One thing I run into a lot when editing is a manuscript that has been edited to the point of sterility. The personality and flavor have vanished because the author was too focused on the mechanics of writing the plot. Giving characters lives, likes, and dislikes outside the main plot allows you to worldbuild and create a layered, believable universe that readers want to explore.

There are certain places where you can go back and add the fine details that will make the book pop. Remember that the more specific and personal (to the character) you make these details the more universal this becomes.

PLACES YOU CAN ADD PERSONALITY

These are places in the manuscript where you can add descriptions that will show your character’s personality.

Intimate Spaces: Places like the bedroom (if they live with other people), home (if they live alone), office, locker, computer screen, and the phone of a character should be decorated to reflect their personality. Describe these in detail the first time and note changes or repeating colors every time you revisit that “set” in the book.

These can also be good places to show changes in the character. Someone who has just arrived may have an empty house and then decorations will start appearing in each scenes. If a character is experiencing depression their clean room might become messy or empty.

Internal Dialog: How a character thinks about the world reflects their personality. Do they compare bad traffic to a Suez Canal meme or a slow line at the campus dining hall? Do they think something is smooth to silk, or baby’s skin, or ten-year-old Glenlivet scotch, or banana pudding? What a character thinks about reflects their personality and culture. It does a lot of worldbuilding in a short period of time.

Interactions/Dialog/Slang/Fashion: The most obvious place to show personality – and to provide commentary on character’s personality – is in their interactions. Their mode of speech, if and when they codeswitch, what kind of slang and curse words they use, what they wear and how they style themselves… all of these create an opportunity for the character to show the world who they are – or who they want people to think they are.

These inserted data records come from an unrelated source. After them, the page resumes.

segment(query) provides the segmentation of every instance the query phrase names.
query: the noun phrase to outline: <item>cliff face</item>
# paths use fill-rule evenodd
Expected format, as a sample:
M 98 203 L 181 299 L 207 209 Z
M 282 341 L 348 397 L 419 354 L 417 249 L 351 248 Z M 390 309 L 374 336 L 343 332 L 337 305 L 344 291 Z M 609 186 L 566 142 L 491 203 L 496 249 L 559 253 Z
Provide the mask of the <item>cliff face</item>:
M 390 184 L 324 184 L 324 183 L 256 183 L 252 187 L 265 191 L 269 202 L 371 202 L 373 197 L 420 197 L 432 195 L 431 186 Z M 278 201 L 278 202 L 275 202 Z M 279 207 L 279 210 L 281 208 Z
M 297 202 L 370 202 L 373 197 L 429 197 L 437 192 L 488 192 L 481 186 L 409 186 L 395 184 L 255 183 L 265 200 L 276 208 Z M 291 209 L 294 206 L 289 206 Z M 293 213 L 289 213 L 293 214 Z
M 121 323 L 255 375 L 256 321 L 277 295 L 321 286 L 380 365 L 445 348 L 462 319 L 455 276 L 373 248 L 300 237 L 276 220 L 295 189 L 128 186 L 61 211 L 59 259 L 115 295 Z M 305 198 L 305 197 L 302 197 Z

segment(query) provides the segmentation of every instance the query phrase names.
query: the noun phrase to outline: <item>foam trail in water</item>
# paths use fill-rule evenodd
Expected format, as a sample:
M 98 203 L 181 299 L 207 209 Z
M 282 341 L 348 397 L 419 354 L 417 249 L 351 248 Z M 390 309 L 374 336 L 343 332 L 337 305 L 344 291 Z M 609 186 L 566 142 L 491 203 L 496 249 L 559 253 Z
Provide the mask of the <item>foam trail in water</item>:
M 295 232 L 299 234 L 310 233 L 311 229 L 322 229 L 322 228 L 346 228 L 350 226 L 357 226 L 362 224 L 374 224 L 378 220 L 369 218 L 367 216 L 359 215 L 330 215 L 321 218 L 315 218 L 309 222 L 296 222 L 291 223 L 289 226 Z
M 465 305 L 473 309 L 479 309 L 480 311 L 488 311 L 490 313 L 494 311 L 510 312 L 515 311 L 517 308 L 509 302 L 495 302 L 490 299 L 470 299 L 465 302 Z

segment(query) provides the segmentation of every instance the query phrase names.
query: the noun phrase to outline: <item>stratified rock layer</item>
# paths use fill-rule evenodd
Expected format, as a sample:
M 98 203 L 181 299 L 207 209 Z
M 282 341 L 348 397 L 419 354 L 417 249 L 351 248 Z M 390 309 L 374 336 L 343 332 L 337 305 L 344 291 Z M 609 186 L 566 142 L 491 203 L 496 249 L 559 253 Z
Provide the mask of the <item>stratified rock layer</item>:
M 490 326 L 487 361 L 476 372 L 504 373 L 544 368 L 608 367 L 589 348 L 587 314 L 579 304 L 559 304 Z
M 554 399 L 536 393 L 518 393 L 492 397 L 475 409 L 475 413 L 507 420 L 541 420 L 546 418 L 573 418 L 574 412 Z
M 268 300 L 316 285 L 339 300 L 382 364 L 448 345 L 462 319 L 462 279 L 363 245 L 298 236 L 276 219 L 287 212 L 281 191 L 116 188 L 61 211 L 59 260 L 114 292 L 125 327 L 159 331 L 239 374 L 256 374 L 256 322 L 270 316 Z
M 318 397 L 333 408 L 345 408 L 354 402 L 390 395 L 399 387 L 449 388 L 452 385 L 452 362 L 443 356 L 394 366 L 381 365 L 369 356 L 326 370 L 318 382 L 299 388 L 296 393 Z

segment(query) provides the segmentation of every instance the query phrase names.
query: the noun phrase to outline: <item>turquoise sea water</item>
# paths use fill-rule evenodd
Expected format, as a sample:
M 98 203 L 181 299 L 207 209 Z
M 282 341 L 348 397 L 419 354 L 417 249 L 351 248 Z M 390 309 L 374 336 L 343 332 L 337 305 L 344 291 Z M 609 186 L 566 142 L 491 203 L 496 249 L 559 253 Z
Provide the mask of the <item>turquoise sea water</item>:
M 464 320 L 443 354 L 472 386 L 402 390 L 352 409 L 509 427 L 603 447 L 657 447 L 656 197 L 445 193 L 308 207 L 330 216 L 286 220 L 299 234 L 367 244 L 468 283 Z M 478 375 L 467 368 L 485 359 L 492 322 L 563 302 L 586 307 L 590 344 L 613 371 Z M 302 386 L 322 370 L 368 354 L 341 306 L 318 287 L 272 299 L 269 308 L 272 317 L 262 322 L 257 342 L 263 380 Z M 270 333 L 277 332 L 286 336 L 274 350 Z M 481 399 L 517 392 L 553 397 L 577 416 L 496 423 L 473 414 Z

Since this makes a bulk of the story these are very obvious places where the character’s personality should shine. Always keep in mind that subtly changing language, fashion, ect can be used to show emotional or tonal shifts in the same way a film would use mood lighting and music.

TARGETS OF (EDITING) OPPURTUNITY

These are places in the manuscript where you can do a quick pass to make add personality if it’s been lost in an edit. It’s also a place to let personality shine in future writing endeavors.

Colors: Do a search for color words – blue, red, yellow, green, orange, black, white, purple, gold, silver, rainbow, translucent – and look for opportunities to refine the color descriptions.

Smells/Tastes: Do a search for scent words – smell, scent, odor, sour, sweet, spice/spicy, taste, rich – and make sure they are specific.

Slang: Always make sure the slang a character uses reflects their age, region, and religious preferences (if they have any), or that the slang reflects the person they are pretending to be in any given theme. This is a fun place to add hints that someone isn’t exactly who they pretend to be (using the wrong colloquial term for something, using local slang incorrectly, not recognizing a hyper-specific thing from a place they claim as their home region, using a phrase tied to another group/person).

Slang is also a place where you can showcase intimacy. People will often mimic the language of someone they admire or are close to. Friends will often pick up each other’s pet phrases and slang usage. Groups will often have a motto they repeat (May The Force Be With You, Full Hearts, Semper Fi, ect). It’s a good way to signal the unity (or discord) in a group and show how your characters are related.

Similes/Metaphors: All figurative language is fair game when you are worldbuilding.